Editorial Monografias.com

por Mora Torres

 

Archivo de Marzo, 2014

Alguien que tiene cabellos de araña aparece ante mí

El ocultismo y la alquimia, alguna vez englobados en una sola palabra, magia, no son exclusivos de ninguna época (La puerta del alquimista); en todas las épocas hay un nacer y un morir que pertenecen a esa otra realidad, que poco o nada tienen de “naturales” y mucho, sí, de misteriosos -el nacer y el morir, digo.

Actualmente esa “otra realidad” ha adquirido matices más universales, y quizás alarmantes (La Nueva Era).

Se dice que vivimos en la Era de Acuario y que ésta empezó con los Beatles, los hippies, el musical de rock Hair (La década de los ‘60).

Significaría el reverdecer de tendencias de amor y de fraternidad (Una nueva expresión juvenil: Tribus urbanas).
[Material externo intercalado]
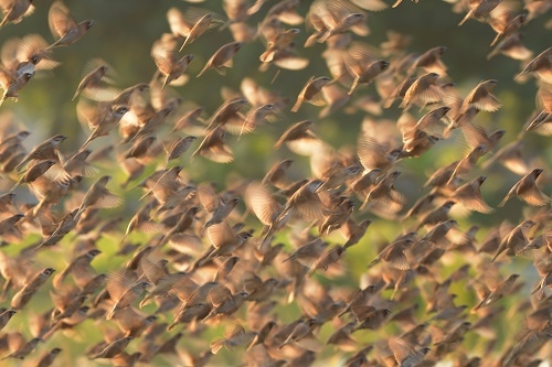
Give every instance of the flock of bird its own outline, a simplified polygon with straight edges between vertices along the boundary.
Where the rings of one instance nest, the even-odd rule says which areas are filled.
[[[551,131],[552,47],[535,56],[521,32],[552,1],[447,0],[464,17],[458,25],[478,21],[496,32],[488,57],[520,61],[512,78],[537,83],[537,110],[518,131],[480,123],[502,108],[499,82],[463,95],[447,75],[447,47],[410,52],[410,36],[395,32],[369,43],[369,13],[426,2],[315,0],[300,13],[299,0],[224,0],[224,15],[179,2],[151,45],[153,76],[121,90],[112,67],[94,60],[73,86],[76,116],[89,128],[78,150],[65,141],[79,137],[64,134],[29,147],[33,127],[3,115],[2,363],[460,367],[538,366],[550,356],[551,160],[528,156],[523,143]],[[29,22],[33,7],[1,0],[0,26]],[[103,26],[74,19],[59,0],[49,24],[51,44],[39,34],[2,44],[0,112],[25,98],[35,74],[64,67],[60,47],[85,43]],[[291,26],[302,24],[307,41],[298,44],[305,31]],[[210,32],[234,41],[190,75],[187,48]],[[244,75],[215,111],[201,100],[182,108],[194,97],[191,77],[220,73],[215,87],[223,86],[234,56],[258,42],[266,47],[261,71],[307,69],[301,53],[318,47],[327,76],[298,80],[297,95],[282,96]],[[360,132],[332,147],[317,121],[348,108],[364,116]],[[400,116],[379,118],[383,109]],[[300,110],[318,116],[289,121]],[[503,143],[506,133],[517,137]],[[108,136],[117,143],[100,147]],[[273,165],[258,177],[241,174],[247,162],[234,161],[254,136],[274,141],[265,152]],[[447,143],[466,149],[435,166]],[[402,190],[407,164],[432,154],[425,184]],[[199,180],[190,160],[233,172],[225,182]],[[308,170],[295,170],[301,160]],[[105,174],[119,168],[125,195]],[[481,193],[485,172],[503,177],[492,188],[503,195],[498,205]],[[138,208],[108,215],[121,206]],[[484,238],[478,220],[488,226]],[[393,235],[378,241],[370,233]],[[47,267],[60,258],[66,266]]]

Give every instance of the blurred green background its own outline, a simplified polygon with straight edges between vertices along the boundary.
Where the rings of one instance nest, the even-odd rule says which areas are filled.
[[[9,24],[1,29],[0,45],[11,37],[21,37],[30,33],[39,33],[49,42],[53,42],[54,40],[47,28],[47,10],[51,3],[52,1],[36,0],[34,14],[23,19],[20,24]],[[266,10],[275,3],[276,1],[274,0],[267,1],[259,13],[252,17],[248,23],[251,25],[259,23]],[[388,1],[388,3],[391,2]],[[167,10],[171,7],[177,7],[185,11],[191,6],[183,1],[169,0],[65,1],[65,4],[77,21],[93,19],[95,25],[79,42],[68,47],[56,48],[54,51],[54,60],[62,64],[52,72],[36,74],[21,91],[18,102],[8,100],[0,107],[0,112],[12,111],[15,120],[32,131],[32,134],[24,142],[29,149],[55,133],[63,133],[70,137],[63,143],[63,151],[68,152],[77,149],[86,139],[88,131],[83,130],[78,123],[75,114],[76,100],[72,101],[71,97],[82,78],[84,65],[95,57],[105,60],[116,72],[115,85],[120,88],[140,82],[148,83],[156,71],[156,65],[150,56],[151,44],[162,33],[170,32],[167,23]],[[193,6],[210,9],[221,15],[223,14],[219,1],[205,1]],[[306,14],[309,7],[309,1],[301,1],[298,12]],[[476,121],[485,126],[488,130],[506,129],[507,134],[500,143],[500,145],[503,145],[516,139],[517,133],[521,130],[523,123],[534,109],[537,84],[532,78],[524,84],[513,80],[513,75],[520,71],[520,63],[517,61],[502,55],[487,61],[487,54],[491,50],[489,44],[495,36],[495,32],[488,24],[474,20],[466,22],[466,24],[459,28],[457,23],[463,17],[464,13],[453,12],[452,4],[444,1],[422,0],[416,4],[405,0],[395,9],[389,8],[381,12],[371,12],[368,19],[371,34],[362,41],[378,46],[381,42],[385,41],[385,32],[394,30],[412,36],[412,43],[407,46],[407,50],[411,52],[423,53],[434,46],[447,46],[448,48],[443,56],[443,61],[448,66],[449,77],[457,84],[457,88],[463,95],[466,95],[480,80],[498,79],[499,84],[495,93],[502,101],[503,107],[492,115],[487,112],[479,114]],[[537,19],[522,29],[526,35],[523,39],[524,44],[533,51],[533,55],[539,54],[542,50],[550,46],[551,32],[543,28],[548,19],[550,19],[550,15],[548,18],[542,17],[542,19]],[[261,86],[289,98],[293,102],[310,76],[329,74],[326,63],[320,56],[326,46],[317,44],[311,48],[302,48],[300,45],[309,33],[305,30],[304,25],[299,25],[299,29],[301,33],[297,39],[297,44],[299,45],[297,52],[310,61],[309,66],[302,71],[280,71],[277,78],[270,84],[276,74],[276,67],[273,66],[265,73],[258,71],[261,64],[258,56],[265,48],[257,40],[251,44],[246,44],[237,53],[234,58],[234,67],[227,71],[226,76],[222,77],[214,71],[210,71],[201,78],[195,78],[195,75],[201,71],[213,52],[222,44],[232,41],[227,30],[213,30],[184,48],[185,53],[192,53],[195,56],[187,72],[190,79],[182,87],[170,87],[169,93],[182,98],[182,110],[187,106],[203,106],[206,111],[205,117],[209,117],[223,101],[221,88],[232,88],[238,91],[240,83],[247,76],[256,80]],[[355,36],[355,39],[359,37]],[[359,88],[354,97],[364,95],[375,96],[373,86]],[[316,118],[318,110],[318,107],[304,105],[298,114],[283,111],[278,121],[270,126],[264,126],[263,131],[255,131],[252,134],[243,137],[240,141],[236,141],[232,137],[229,141],[235,151],[235,161],[231,164],[211,163],[203,158],[190,161],[189,153],[184,155],[181,164],[184,165],[187,173],[195,182],[212,181],[224,185],[224,182],[232,176],[261,179],[274,162],[293,155],[287,149],[273,151],[272,147],[287,127],[304,119],[316,119],[316,132],[322,140],[336,149],[346,145],[354,147],[365,112],[357,110],[352,114],[346,114],[341,110],[318,120]],[[179,109],[169,120],[176,121],[181,112]],[[396,119],[399,116],[400,109],[395,104],[391,109],[384,110],[383,115],[378,118]],[[167,136],[167,130],[161,131],[160,134]],[[526,139],[524,154],[528,160],[550,171],[550,156],[552,156],[550,138],[531,133]],[[110,142],[117,142],[117,134],[112,133],[112,137],[100,138],[91,147],[97,149]],[[195,148],[197,145],[192,147],[192,149]],[[458,159],[459,151],[466,152],[467,150],[463,139],[456,137],[453,140],[437,143],[428,154],[403,161],[400,165],[403,174],[397,180],[396,186],[401,192],[406,194],[406,206],[412,205],[416,196],[420,195],[420,187],[431,172]],[[294,179],[308,176],[308,159],[297,155],[293,158],[296,160],[291,170]],[[148,172],[151,172],[151,169]],[[124,230],[134,211],[141,205],[141,203],[136,201],[141,193],[130,188],[128,193],[125,193],[118,188],[118,183],[126,180],[125,175],[118,170],[118,166],[102,166],[102,171],[114,175],[115,184],[110,184],[110,187],[126,197],[126,202],[120,208],[110,211],[109,213],[106,211],[106,216],[108,217],[116,217],[118,215],[124,217],[123,225],[120,226],[121,230]],[[476,169],[473,176],[480,173]],[[496,166],[485,172],[485,174],[488,176],[488,180],[482,186],[482,193],[491,206],[495,206],[503,197],[509,187],[519,180],[514,174]],[[142,176],[145,175],[146,173]],[[546,177],[550,179],[550,172],[546,173]],[[88,180],[88,182],[92,182],[92,180]],[[545,181],[545,187],[550,188],[550,180]],[[550,193],[550,190],[545,192]],[[478,235],[478,237],[482,237],[505,218],[514,223],[519,223],[522,219],[521,206],[516,207],[512,205],[510,207],[513,209],[509,212],[500,211],[491,216],[473,214],[467,218],[460,219],[459,226],[466,229],[471,224],[482,225],[482,229]],[[397,228],[401,228],[400,223],[390,223],[367,214],[355,214],[357,219],[364,217],[374,219],[374,224],[369,229],[369,234],[362,244],[351,248],[346,253],[344,263],[348,272],[343,279],[338,281],[338,283],[346,284],[349,289],[358,285],[359,277],[363,273],[367,262],[375,255],[376,249],[374,244],[391,240],[394,238]],[[71,236],[68,237],[68,239],[66,238],[63,241],[62,248],[64,249],[71,248]],[[25,242],[30,244],[36,240],[36,238],[38,236],[33,236]],[[93,262],[94,268],[98,272],[116,269],[123,262],[123,259],[115,259],[109,256],[116,251],[115,247],[119,238],[118,236],[105,237],[98,244],[98,247],[105,252]],[[140,237],[136,236],[132,238],[138,239]],[[332,235],[329,240],[339,242],[341,238],[339,235]],[[6,252],[14,253],[18,250],[18,248],[10,247],[6,249]],[[62,269],[64,259],[66,258],[63,253],[64,251],[60,251],[55,252],[55,256],[51,256],[51,253],[43,252],[39,255],[36,262]],[[455,265],[460,262],[461,260],[458,260],[450,268],[456,269]],[[505,270],[505,274],[510,269],[507,270]],[[450,271],[445,269],[444,276]],[[526,259],[514,262],[511,271],[531,272],[531,276],[528,276],[529,278],[527,279],[537,280],[532,272],[531,262]],[[325,280],[321,279],[321,281]],[[29,309],[32,309],[32,311],[25,310],[18,313],[4,332],[20,330],[25,335],[30,335],[28,323],[30,322],[31,314],[44,311],[50,306],[40,302],[41,296],[42,300],[47,300],[47,287],[42,289],[40,294],[31,301]],[[528,283],[527,287],[530,288],[532,284]],[[461,294],[460,289],[454,291],[459,293],[459,302],[457,304],[475,303],[473,294]],[[145,310],[148,311],[150,309]],[[423,310],[423,307],[420,307],[420,310]],[[244,311],[242,310],[241,312],[243,314]],[[280,314],[285,321],[289,322],[297,317],[299,313],[298,310],[289,307],[289,310],[283,310]],[[512,315],[511,325],[516,325],[516,330],[521,328],[520,319],[520,315]],[[501,331],[506,325],[497,325],[497,327]],[[392,326],[390,330],[393,330]],[[199,341],[184,338],[181,346],[195,352],[203,350],[208,346],[209,341],[221,334],[221,330],[214,330],[206,333]],[[78,359],[78,365],[94,366],[96,363],[87,361],[86,358],[78,358],[78,356],[82,355],[87,345],[99,342],[102,338],[100,335],[98,326],[93,321],[87,321],[84,325],[78,326],[72,336],[55,335],[46,345],[39,347],[39,353],[45,352],[51,346],[61,345],[64,352],[59,356],[59,366],[74,366],[74,360],[76,359]],[[323,335],[321,338],[325,339],[329,333],[325,328],[320,335]],[[375,337],[365,334],[362,338],[370,341]],[[477,349],[475,339],[468,339],[467,343]],[[137,344],[137,342],[134,342],[134,344]],[[134,350],[134,344],[130,344],[130,350]],[[480,348],[479,352],[481,352]],[[39,353],[34,353],[33,357]],[[325,357],[328,359],[321,358],[320,360],[326,361],[320,361],[320,366],[337,364],[342,358],[339,355],[332,357],[332,354],[328,350],[326,350]],[[32,358],[30,357],[30,359]],[[236,358],[235,353],[222,349],[212,359],[212,364],[215,366],[230,366],[238,364],[238,360],[240,358]],[[19,361],[7,363],[8,366],[17,366],[19,364]],[[97,364],[104,363],[98,361]],[[171,366],[173,364],[174,360],[168,360],[162,357],[155,359],[156,366]]]

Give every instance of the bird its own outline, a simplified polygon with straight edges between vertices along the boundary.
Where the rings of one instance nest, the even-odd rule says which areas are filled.
[[[487,176],[478,176],[470,182],[465,183],[460,187],[456,188],[450,195],[457,204],[464,205],[469,211],[476,211],[479,213],[489,214],[493,209],[485,203],[480,188],[481,184],[487,180]]]
[[[198,74],[198,77],[202,76],[206,71],[214,68],[217,73],[224,74],[223,66],[232,67],[232,58],[242,48],[243,42],[230,42],[222,45],[215,53],[209,58],[205,66]]]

Comprende, además, disciplinas que abarcan desde la vida extraterrestre (¿Estamos solos en el universo?) hasta la vida antes de la vida (Manipulación genética), hasta la vida después de la vida sin intervención de dioses sino de científicos, como la crioconservación de los cuerpos hasta que despertemos en quién sabe qué siglo inimaginablemente futuro; la ecología, la medicina holística. Algunos psicólogos han optado ahora por un aggiornamiento de Carl Jung, e incorporan terapias astrológicas o de vidas pasadas, y muchos médicos incluyen la oración entre sus prescripciones más conspicuas. ¡Bendita confusión, santísimo caos! (Los dos registros de la memoria).

Es que, como lo anticiparon Einstein y una gran variedad de poetas anteriores a él, la realidad es absolutamente relativa. Sería, según Octavio Paz, como una mariposa de alas dobles. Un para de alas abarcaría la realidad que vemos; el otro par,  aquella que, también invisible, se extiende a años y kilómetros de nuestros desafinados sentidos (Identidades: “Mundos Paralelos).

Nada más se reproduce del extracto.